In order to determine the orientation of a carrier, in particular in order to navigate an airplane, it is known that an inertial device can be used that comprises one or more axially symmetrical vibrating sensors, each making use of a resonator possessing symmetry of order equal to or greater than 4 and implementing two degenerate modes of vibration that are identical and orthogonal, having an elastic line that possesses periodicity of order n relative to the axis of symmetry, i.e. an elastic line having n times the same vibration pattern over one revolution around the axis of symmetry. In particular, it is known to use sensors of order 2 such as hemispherical bell vibrating sensors including an appropriate number of electrodes, or quapasons for which the vibration orientations of the two modes are not geometrically orthogonal but are modally orthogonal, i.e. modally offset by π.
It is also known that an axially symmetrical vibrating sensor is adapted to operate in free gyro mode or in rate gyro mode. In free gyro mode the vibration is sustained, but its position is left free; when the orientation of the carrier varies, the position of the vibration relative to its base is representative of the angle through which the carrier has turned.
In rate gyro mode, the vibration is sustained and its position relative to its base is kept constant by delivering suitable electronic commands; the values of said commands are then representative of the speed or rate of rotation of the carrier in inertial space.

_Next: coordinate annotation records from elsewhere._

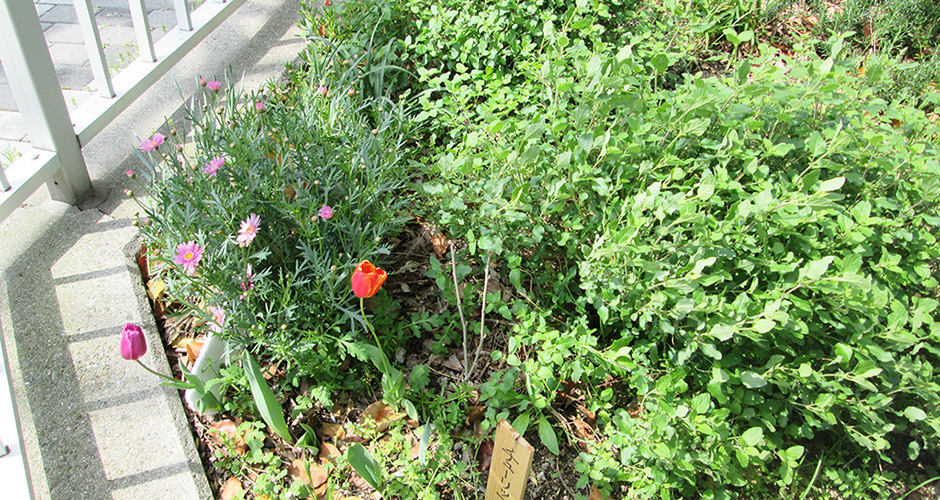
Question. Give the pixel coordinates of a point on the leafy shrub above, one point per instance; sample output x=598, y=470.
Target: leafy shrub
x=752, y=256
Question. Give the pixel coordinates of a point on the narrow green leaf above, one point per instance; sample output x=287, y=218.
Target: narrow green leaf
x=361, y=460
x=267, y=404
x=521, y=423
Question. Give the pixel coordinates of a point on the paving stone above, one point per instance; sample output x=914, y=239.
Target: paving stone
x=71, y=54
x=7, y=102
x=63, y=33
x=42, y=8
x=75, y=98
x=119, y=56
x=74, y=77
x=60, y=14
x=114, y=17
x=117, y=35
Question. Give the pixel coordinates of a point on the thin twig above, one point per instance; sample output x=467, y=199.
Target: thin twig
x=476, y=355
x=463, y=322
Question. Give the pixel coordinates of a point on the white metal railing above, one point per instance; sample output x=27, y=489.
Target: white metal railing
x=56, y=137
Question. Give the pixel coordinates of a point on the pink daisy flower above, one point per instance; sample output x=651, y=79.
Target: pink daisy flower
x=188, y=255
x=248, y=284
x=152, y=143
x=214, y=165
x=218, y=319
x=248, y=230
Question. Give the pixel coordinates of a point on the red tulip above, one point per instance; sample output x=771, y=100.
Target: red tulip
x=133, y=344
x=367, y=279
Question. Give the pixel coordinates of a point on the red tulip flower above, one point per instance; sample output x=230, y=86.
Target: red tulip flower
x=133, y=344
x=367, y=279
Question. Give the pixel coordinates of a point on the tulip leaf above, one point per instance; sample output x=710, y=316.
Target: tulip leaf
x=267, y=404
x=361, y=460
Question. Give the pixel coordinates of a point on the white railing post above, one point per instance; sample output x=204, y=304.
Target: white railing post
x=28, y=65
x=92, y=37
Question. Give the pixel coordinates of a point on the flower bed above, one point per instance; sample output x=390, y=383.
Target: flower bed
x=673, y=283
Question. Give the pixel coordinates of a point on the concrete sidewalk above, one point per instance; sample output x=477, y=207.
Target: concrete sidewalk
x=96, y=426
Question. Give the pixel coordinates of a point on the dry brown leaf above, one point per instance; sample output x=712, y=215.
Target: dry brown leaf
x=155, y=289
x=584, y=432
x=332, y=431
x=230, y=429
x=475, y=414
x=233, y=486
x=328, y=452
x=440, y=244
x=382, y=415
x=485, y=454
x=309, y=473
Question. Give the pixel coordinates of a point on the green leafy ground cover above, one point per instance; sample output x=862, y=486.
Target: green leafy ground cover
x=692, y=256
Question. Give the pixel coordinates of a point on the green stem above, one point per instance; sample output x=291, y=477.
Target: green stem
x=362, y=309
x=145, y=367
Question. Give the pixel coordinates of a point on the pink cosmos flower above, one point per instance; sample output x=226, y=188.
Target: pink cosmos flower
x=248, y=284
x=218, y=319
x=248, y=230
x=188, y=255
x=214, y=165
x=152, y=143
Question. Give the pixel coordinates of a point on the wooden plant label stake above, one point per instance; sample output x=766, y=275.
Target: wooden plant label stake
x=510, y=465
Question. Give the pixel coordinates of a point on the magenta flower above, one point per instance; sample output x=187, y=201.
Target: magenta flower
x=218, y=319
x=133, y=344
x=188, y=255
x=248, y=230
x=152, y=143
x=214, y=165
x=248, y=284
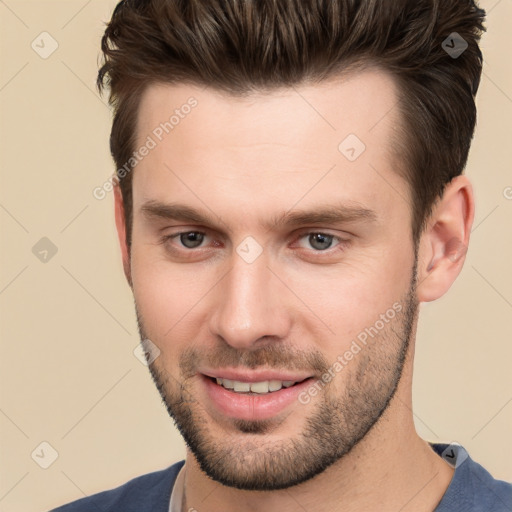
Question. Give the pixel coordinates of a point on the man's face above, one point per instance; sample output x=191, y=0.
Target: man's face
x=250, y=296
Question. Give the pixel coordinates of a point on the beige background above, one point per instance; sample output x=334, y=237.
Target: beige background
x=69, y=376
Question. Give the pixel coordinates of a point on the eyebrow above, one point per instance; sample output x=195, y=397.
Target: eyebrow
x=331, y=214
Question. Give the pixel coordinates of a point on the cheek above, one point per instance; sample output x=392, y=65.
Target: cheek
x=164, y=293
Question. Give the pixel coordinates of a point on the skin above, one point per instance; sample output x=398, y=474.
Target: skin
x=245, y=161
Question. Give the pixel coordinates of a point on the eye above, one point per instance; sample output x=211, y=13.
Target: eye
x=321, y=242
x=188, y=239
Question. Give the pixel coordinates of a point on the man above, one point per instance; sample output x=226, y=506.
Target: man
x=289, y=190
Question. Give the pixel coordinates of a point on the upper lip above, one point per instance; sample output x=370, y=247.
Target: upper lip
x=255, y=376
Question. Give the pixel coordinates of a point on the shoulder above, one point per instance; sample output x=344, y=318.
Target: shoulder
x=473, y=488
x=149, y=492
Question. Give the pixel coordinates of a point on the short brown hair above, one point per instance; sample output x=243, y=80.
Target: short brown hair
x=244, y=46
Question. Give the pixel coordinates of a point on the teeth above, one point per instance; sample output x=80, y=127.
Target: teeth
x=263, y=387
x=241, y=386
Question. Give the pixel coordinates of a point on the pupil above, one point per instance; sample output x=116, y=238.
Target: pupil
x=323, y=239
x=191, y=239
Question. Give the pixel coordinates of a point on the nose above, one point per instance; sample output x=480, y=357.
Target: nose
x=250, y=310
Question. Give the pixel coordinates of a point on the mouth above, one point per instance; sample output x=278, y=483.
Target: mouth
x=252, y=401
x=255, y=388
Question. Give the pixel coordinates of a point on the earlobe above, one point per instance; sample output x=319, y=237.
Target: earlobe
x=444, y=243
x=121, y=232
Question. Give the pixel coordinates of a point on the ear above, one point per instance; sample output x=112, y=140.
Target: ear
x=443, y=244
x=121, y=232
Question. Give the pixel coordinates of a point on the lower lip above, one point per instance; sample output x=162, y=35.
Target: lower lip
x=254, y=406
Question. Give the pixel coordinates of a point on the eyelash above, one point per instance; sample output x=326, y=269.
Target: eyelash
x=342, y=243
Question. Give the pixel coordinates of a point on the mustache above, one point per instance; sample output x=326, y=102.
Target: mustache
x=268, y=357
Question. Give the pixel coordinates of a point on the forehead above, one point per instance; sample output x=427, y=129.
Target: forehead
x=324, y=142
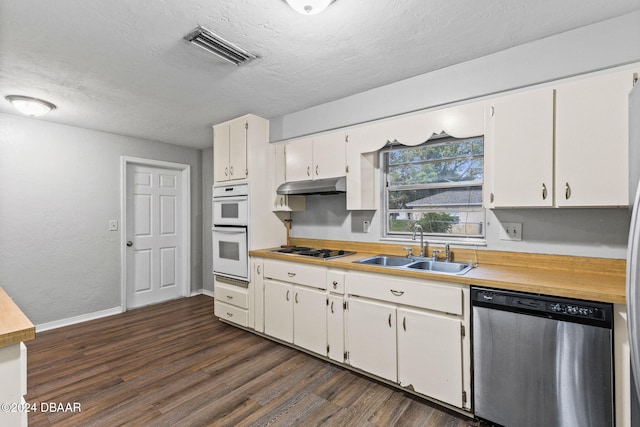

It is also known that vibrating gyros present a drift error that is manifested when the gyro is operating in free gyro mode by variation in the position of the vibration even when the carrier is not subject to any rotation. This drift has two components, a constant component, which for a hemispherical resonant gyro is of the order of a few hundredths of a degree per hour, and a component known as alternating drift that is made up of harmonics, mainly a harmonic having the same order n as the vibrating sensor and a harmonic of order twice that of the vibrating sensor, depending on the position of the vibration. With a hemispherical resonator gyro, the harmonic of order n gives rise to a drift error of the order of one degree of per hour and the harmonic of the order 2n gives rise to a drift error of the order of one-tenth of a degree per hour.
It is known to calibrate gyros in a workshop and to draw up correction tables that can be applied while the gyro is in use. Nevertheless, drift error is not only a function of the position of the vibration, but also a function of ambient temperature and of the aging of the gyro. In practice, possibilities for correction are therefore limited.